1. Teil: "Zerfall" für zwei Orchestergruppen und Tonband
"Es gibt ein Bild von Klee, das Angelus Novus heißt. Ein Engel ist darauf dargestellt, der aussieht, als wäre er im Begriff, sich von etwas zu entfernen, worauf er starrt. Seine Augen sind aufgerissen, sein Mund steht offen und seine Flügel sind ausgespannt. Der Engel der Geschichte muß so aussehen. Er hat das Antlitz der Vergangenheit zugewendet. Wo eine Kette von Begebenheiten vor uns erscheint, da sieht er eine einzige Katastrophe, die unablässig Trümmer auf Trümmer häuft und sie ihm vor die Füße schleudert. Er möchte wohl verweilen, die Toten wecken und das Zerschlagene zusammenfügen. Aber ein Sturm weht vom Paradiese her, der sich in seinen Flügeln verfangen hat und so stark ist, daß der Engel sie nicht mehr schließen kann. Dieser Sturm treibt ihn unaufhaltsam in die Zukunft, der er den Rücken kehrt, während der Trümmerhaufen vor ihm zum Himmel wächst. Das, was wir den Fortschritt nennen, ist dieser Sturm."

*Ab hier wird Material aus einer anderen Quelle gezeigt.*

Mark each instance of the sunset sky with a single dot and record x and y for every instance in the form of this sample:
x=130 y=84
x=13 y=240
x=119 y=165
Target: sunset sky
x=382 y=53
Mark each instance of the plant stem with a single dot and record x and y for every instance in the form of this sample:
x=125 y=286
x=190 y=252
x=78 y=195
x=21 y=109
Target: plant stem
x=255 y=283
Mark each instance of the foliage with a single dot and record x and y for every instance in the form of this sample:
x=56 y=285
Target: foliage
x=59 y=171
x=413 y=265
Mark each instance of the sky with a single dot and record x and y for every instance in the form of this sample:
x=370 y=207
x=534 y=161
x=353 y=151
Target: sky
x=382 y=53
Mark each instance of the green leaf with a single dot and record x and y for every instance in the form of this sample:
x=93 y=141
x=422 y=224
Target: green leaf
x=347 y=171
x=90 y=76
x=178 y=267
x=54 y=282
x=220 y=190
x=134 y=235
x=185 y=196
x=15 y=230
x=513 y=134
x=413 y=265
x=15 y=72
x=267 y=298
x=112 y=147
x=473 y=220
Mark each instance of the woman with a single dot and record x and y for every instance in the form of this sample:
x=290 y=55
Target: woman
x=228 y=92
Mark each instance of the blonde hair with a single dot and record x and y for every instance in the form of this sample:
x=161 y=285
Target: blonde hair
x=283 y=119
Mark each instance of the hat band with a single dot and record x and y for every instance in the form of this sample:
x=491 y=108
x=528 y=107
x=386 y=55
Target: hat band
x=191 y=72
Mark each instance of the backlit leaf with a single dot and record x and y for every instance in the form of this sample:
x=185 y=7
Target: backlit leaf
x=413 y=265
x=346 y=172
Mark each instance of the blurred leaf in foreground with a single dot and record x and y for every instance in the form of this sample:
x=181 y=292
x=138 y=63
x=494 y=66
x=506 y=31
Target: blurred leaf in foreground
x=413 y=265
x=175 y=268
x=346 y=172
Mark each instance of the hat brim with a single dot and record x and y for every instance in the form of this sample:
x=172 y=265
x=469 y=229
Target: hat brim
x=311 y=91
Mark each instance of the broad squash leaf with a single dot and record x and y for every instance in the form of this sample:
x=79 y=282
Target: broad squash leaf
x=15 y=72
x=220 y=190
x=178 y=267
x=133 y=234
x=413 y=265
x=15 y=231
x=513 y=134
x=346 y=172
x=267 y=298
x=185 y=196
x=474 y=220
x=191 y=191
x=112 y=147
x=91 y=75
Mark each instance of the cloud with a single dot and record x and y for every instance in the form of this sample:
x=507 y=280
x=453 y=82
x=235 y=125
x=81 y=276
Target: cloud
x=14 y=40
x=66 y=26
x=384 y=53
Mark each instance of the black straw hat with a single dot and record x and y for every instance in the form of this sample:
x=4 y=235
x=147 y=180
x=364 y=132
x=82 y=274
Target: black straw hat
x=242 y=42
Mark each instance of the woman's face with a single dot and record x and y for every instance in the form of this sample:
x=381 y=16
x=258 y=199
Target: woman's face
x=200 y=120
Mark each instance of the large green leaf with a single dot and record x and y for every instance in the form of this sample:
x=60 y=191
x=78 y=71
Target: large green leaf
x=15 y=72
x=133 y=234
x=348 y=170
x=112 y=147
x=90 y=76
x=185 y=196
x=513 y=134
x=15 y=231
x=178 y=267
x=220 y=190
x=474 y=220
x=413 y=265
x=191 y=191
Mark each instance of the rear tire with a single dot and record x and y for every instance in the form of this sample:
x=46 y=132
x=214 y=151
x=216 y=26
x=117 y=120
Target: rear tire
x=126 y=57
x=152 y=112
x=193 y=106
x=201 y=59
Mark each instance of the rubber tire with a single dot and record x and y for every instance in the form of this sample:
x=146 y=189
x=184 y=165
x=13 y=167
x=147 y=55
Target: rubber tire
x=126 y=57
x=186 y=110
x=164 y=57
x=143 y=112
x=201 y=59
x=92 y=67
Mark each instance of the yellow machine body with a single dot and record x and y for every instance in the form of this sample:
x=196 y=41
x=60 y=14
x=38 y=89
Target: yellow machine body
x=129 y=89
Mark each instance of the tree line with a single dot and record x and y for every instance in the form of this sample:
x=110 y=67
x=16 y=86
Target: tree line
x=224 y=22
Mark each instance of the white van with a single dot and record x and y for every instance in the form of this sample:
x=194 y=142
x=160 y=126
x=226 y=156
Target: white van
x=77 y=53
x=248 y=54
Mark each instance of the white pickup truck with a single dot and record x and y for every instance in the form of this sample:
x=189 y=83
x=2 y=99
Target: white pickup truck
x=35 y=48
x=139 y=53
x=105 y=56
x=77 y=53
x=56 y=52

(Walter Benjamin: Über den Begriff der Geschichte)
Mein lieber Armin,
du bittest mich zu beschreiben, welche Überlegungen mich veranlasst haben, " Der Engel der Geschichte" zu komponieren, dabei aber nicht zu erklären, wie das Werk gemacht ist. Aus der Tatsache, dass ich es bezeichne "1.Teil: Zerfall", lässt sich natürlich unschwer schließen, dass es eine Fortsetzung geben wird. Ja, ich habe einen zweiten Teil vorgesehen mit dem Titel "Mars" (gemeint ist natürlich nicht frz. ‚März', sondern der Gott des Krieges) und einen dritten Teil, für den ich noch keinen Titel habe. In diesem letzten Teil, der in Form unlösbarer Fragen komponiert sein wird, kann man nichts Bejahendes mehr erwarten; es handelt sich um ein Nachdenken darüber, wohin unsere liebe Welt und Menschheit gegenwärtig treibt.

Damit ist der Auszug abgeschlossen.